Over the last few years, I’ve been watching and contemplating a revival of the Civil Rights Movement. And while I have not been silent, I have also wanted to be sure I knew my song well before I started singing, because the hard rains are gonna fall. We are entering a hard, painful, trying time in our history, religiously, nationally and culturally. We are trying to heal a divide that has existed for millennia, and the hard truth is that none of us will live to see it fully healed.
I am 72 years old. I came of age during the Civil Rights Movement of the 1950s and 1960s. Jim Crow had to die. The struggle was long and hard. People bled and died in the struggle. Friendships and families were broken. Hearts were broken. And people were called upon to see their worlds differently. Not everyone could do that, though more could than couldn’t.

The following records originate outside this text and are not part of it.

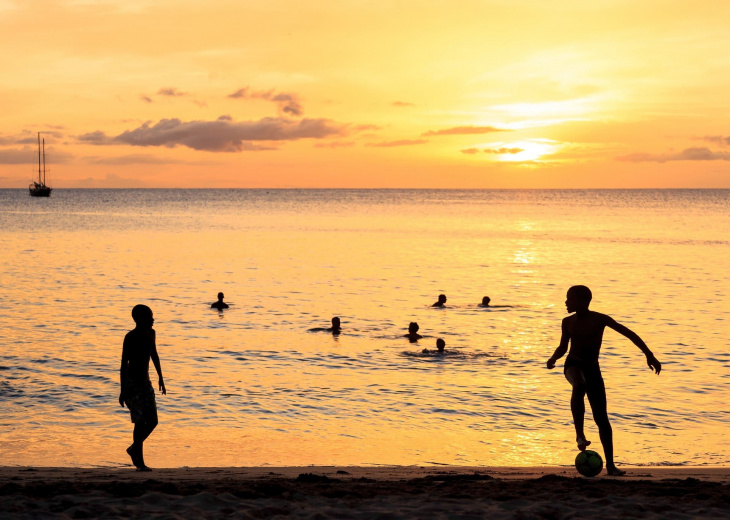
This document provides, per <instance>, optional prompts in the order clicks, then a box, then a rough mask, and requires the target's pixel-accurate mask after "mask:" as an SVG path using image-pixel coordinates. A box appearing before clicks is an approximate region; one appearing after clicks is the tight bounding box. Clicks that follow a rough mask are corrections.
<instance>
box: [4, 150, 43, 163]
mask: <svg viewBox="0 0 730 520" xmlns="http://www.w3.org/2000/svg"><path fill="white" fill-rule="evenodd" d="M34 153H35V152H33V151H32V150H30V149H27V150H0V164H31V163H33V155H34Z"/></svg>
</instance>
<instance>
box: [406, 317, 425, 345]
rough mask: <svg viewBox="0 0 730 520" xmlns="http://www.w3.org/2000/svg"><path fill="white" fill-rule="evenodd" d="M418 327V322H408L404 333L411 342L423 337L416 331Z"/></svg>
mask: <svg viewBox="0 0 730 520" xmlns="http://www.w3.org/2000/svg"><path fill="white" fill-rule="evenodd" d="M419 328H420V327H419V326H418V323H416V322H415V321H412V322H410V323H409V324H408V334H406V335H405V337H406V338H408V340H409V341H410V342H411V343H415V342H416V341H418V340H419V339H421V338H422V337H423V336H421V335H420V334H419V333H418V329H419Z"/></svg>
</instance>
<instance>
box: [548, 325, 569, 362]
mask: <svg viewBox="0 0 730 520" xmlns="http://www.w3.org/2000/svg"><path fill="white" fill-rule="evenodd" d="M562 329H563V331H562V334H561V335H560V345H558V348H556V349H555V352H553V355H552V356H551V357H550V359H548V362H547V367H548V368H549V369H551V370H552V369H553V368H555V362H556V361H557V360H558V359H560V358H561V357H563V356H564V355H565V353H566V352H567V351H568V341H570V333H569V332H568V323H567V322H566V321H565V320H563V325H562Z"/></svg>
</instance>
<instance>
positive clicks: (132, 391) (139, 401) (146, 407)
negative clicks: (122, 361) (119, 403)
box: [124, 381, 157, 424]
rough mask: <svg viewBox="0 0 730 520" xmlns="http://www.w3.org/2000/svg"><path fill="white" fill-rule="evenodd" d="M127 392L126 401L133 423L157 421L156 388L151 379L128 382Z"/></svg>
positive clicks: (152, 421)
mask: <svg viewBox="0 0 730 520" xmlns="http://www.w3.org/2000/svg"><path fill="white" fill-rule="evenodd" d="M125 394H126V395H125V398H124V403H125V404H126V405H127V408H129V414H130V415H131V416H132V422H133V423H143V424H144V423H149V424H155V423H157V403H156V402H155V390H154V388H152V383H151V382H150V381H141V382H130V383H128V384H127V387H126V392H125Z"/></svg>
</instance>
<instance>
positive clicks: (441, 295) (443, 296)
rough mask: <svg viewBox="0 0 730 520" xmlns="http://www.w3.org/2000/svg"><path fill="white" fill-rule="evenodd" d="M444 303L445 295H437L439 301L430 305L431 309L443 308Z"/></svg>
mask: <svg viewBox="0 0 730 520" xmlns="http://www.w3.org/2000/svg"><path fill="white" fill-rule="evenodd" d="M445 303H446V295H445V294H439V301H437V302H436V303H434V304H433V305H431V307H444V304H445Z"/></svg>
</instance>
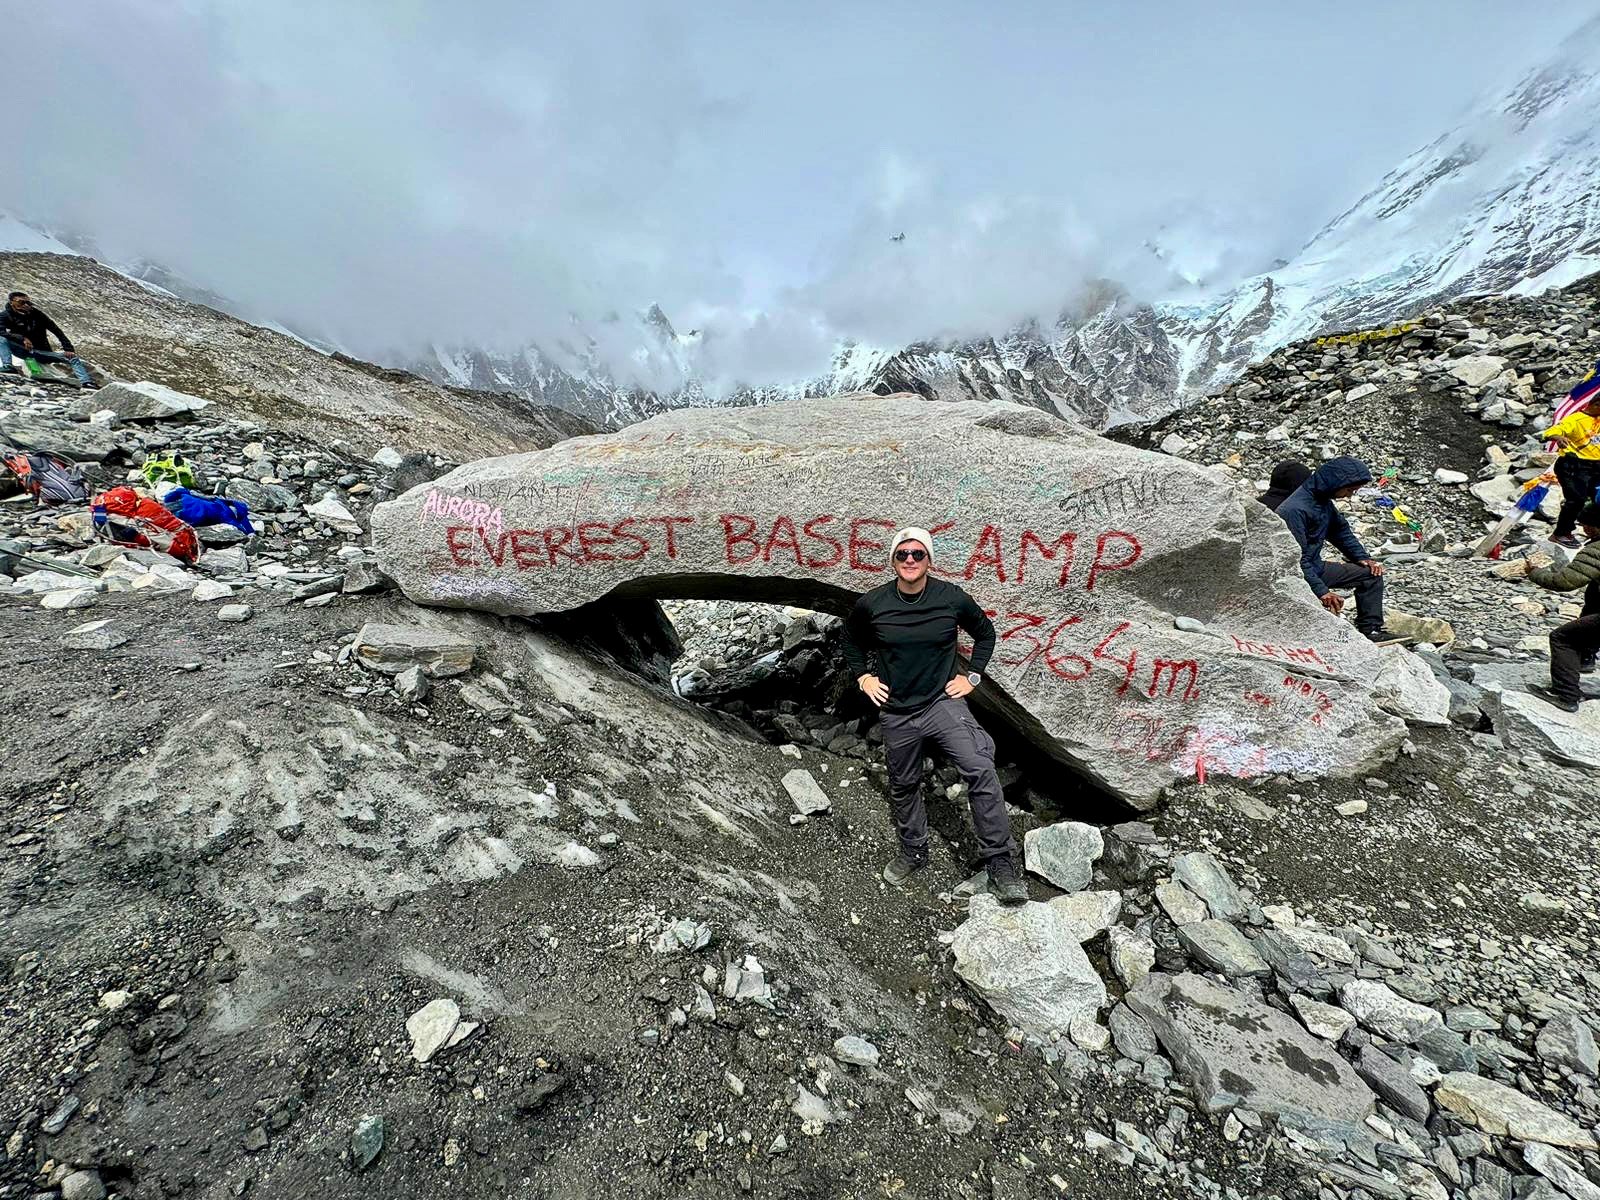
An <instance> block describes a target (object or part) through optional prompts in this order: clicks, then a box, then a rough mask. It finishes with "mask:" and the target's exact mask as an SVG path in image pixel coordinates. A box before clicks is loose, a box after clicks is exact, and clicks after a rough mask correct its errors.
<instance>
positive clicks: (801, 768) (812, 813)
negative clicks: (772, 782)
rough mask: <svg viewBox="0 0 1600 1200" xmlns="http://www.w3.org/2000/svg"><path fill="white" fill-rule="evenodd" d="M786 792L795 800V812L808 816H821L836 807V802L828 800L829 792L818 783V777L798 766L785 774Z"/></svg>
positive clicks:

By about 1970, many of us, mostly Euro-American, thought that the work was essentially finished. We thought that all that remained was working out the details and correcting the oversights. We thought the world had changed. We were, of course, wrong. What was changed was the law, not the souls of the Euro-American people. And that is the task we face today: changing the soul of white America. What we are being called to do is to let go of a consciousness that we do not even know we have.
Before it will be possible for white privilege/white supremacy to evaporate into no privilege at all, the world that we Euro-Americans build out of our deep and unknowing racial consciousness, must die that a new world can be built. This cannot happen without struggle. It cannot happen without people being offended, hurt, and angered. It cannot happen without good and well-intentioned people saying things that are wrong, misunderstood, offensive.
Some will insist that things are moving far too slowly, that they cannot wait because people are dying. Some will insist that things are moving far to fast, that they cannot change their consciousness that quickly. Both will be right.
This is a time when compassion and strength will often be in conflict, because all of us will be called to do what we cannot do. Our compassion will sometimes fail, and our strength will sometimes fail.
There will be times when we want to throw up our hands n despair and give in to the violence that lurks with the hearts and souls of all of us, kept in check only by our commitment to a greater love and a cleansed world. And sometimes we will question that very commitment.
Each of us will falter and stumble sometimes. When that happens, may we have the humility to reach out to those strong hands and hearts walking beside us. And each of us will sometimes be the strong and the faithful. In those times, may we reach back to those who falter and stumble.
The newer, cleaner, just world call us, though it is over the horizon. The journey to that world is long and hard and filled with stumbling blocks. And the hard rain is falling. It stings our eyes and threatens to blind us. But that world is there. Its song calls us onward.